Will the other darling of the chattering class, IoT (internet of things), meet the same fate? In fact, IoT might deliver, according to new data from Talend compiled in conjunction with O’Reilly. Dubbing 2016 “the year IoT ‘grew up,'” the report declares 2017 the year that “IoT starts to become essential to modern business.”
How and where IoT gets real, however, may surprise you.
The new hyped kid on the block
IoT has been proclaimed the $11 trillion savior of the global economy, which has translated into IoT becoming even bigger than big data, at least in terms of general interest. This Google Trends chart shows IoT surpassing big data in search instances around the middle of last year:
Google Trends
If we get more specific on “big data” and instead use Apache Hadoop, Apache Spark, or MongoDB, all hugely popular big data technologies, the crossover is even more pronounced. IoT has arrived (without its security intact, but why quibble?). Indeed, as the Talend report avers, “[W]hile the buzz around big data is louder, the actual adoption of big data in industry isn’t much larger than the adoption of IoT.”
That’s right: IoT is newer, yet sees nearly as much adoption as big data. In fact, IoT, as the source for incredible amounts of data, could actually be what makes big data real. The question is where.
Betting on boring
The answer to that question, according to the Talend report, which trawled through more than 300TB of live data to glean its insights, is not where the analysts keep insisting:
We found that IoT spending today is for use cases that are much different than those predicted by McKinsey, Gartner, and others. For example, the greatest value/consumer surplus predicted by McKinsey was in factories around predictive maintenance and inventory management, followed by healthcare and smart city–related use cases like public safety and monitoring. While these use cases may be the top producers of surplus in 2025, we do not see much spend on those use cases today. In contrast, home energy and security is low on the McKinsey list, but that’s where the market is today, in addition to defense and retail.
It’s not that the analysts are wrong when they pick out details like industrial automation as incredibly ripe for IoT disruption, so long as we don’t assume “ripe” means “developed to the point of readiness for harvesting or eating.” Given the complexity of introducing significant changes into something like factory automation, such industries most definitely are not “ripe” for IoT. The potential is huge, but so are the pitfalls holding back change.

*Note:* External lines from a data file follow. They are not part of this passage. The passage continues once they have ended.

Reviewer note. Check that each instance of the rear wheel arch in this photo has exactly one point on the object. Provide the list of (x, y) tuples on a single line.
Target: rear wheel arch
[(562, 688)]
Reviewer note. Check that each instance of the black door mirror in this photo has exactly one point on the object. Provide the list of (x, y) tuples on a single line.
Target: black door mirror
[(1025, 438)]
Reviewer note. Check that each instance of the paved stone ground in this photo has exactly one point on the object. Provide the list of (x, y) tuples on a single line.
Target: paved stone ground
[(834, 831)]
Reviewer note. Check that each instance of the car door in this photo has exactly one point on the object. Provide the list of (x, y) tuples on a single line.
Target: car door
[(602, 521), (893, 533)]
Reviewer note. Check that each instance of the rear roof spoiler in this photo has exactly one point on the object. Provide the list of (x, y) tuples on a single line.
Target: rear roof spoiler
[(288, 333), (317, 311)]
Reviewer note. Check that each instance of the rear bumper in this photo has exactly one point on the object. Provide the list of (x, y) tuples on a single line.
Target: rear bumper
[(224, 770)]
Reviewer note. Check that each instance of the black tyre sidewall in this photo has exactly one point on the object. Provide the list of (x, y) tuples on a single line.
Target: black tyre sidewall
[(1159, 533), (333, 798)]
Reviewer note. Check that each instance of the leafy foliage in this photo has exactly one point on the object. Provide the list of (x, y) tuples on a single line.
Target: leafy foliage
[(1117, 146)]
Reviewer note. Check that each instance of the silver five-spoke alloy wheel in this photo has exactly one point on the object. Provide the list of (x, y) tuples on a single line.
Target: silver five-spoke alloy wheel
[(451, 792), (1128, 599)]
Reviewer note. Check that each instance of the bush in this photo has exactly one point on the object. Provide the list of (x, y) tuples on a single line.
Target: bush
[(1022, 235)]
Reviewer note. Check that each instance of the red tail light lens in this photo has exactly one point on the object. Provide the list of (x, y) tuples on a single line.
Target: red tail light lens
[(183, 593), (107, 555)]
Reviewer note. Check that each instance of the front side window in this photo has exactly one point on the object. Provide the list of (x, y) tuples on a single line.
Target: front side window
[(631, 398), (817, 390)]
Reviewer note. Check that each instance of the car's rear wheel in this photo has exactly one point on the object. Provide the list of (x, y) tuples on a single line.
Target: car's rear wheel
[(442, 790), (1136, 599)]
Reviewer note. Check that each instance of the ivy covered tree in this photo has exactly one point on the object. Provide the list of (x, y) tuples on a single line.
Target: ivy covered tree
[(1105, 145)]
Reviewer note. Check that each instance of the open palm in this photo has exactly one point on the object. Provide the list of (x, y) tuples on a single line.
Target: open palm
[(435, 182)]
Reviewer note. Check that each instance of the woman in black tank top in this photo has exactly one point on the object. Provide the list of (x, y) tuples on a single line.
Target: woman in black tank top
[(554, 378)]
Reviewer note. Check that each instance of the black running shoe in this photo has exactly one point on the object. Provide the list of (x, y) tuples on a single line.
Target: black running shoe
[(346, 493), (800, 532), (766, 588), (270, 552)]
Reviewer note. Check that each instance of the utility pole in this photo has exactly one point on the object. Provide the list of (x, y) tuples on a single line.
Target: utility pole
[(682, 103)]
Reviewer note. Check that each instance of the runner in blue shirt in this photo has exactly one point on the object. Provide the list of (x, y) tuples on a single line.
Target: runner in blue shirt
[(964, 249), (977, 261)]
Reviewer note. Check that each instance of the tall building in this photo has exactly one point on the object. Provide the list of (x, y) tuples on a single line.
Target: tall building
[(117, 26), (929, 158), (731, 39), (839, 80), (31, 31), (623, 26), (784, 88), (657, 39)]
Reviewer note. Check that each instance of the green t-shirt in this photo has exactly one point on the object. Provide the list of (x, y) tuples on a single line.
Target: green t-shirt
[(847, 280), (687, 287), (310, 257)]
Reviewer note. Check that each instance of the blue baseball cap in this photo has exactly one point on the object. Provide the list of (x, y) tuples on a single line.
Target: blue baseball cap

Home energy and security, by contrast, are relatively straightforward. Or, as the report continues, areas like health care are in desperate need of disruption, but the likes of online patient monitoring “seems 100 times more complex than simple home monitoring or personalized displays for in-store customers.”
Hence, home energy (9 percent) and security (25 percent) accounts for the biggest chunk of IoT deployments in 2016, with defense (14 percent) and retail (11 percent) also significant. Health care? A mere 4 percent.
Given that regulation and complexity are inimical to real-world IoT adoption, it’s perhaps not surprising that unlike big data, which is mostly a big company phenomenon, IoT shows “more continuous adoption … across large and small companies.” As such, IoT deployments are more evenly spread across geographies, rather than following big data’s concentration on the coasts.
In sum, IoT could well end up being a truly democratizing trend, a “bottom-up” approach to innovation.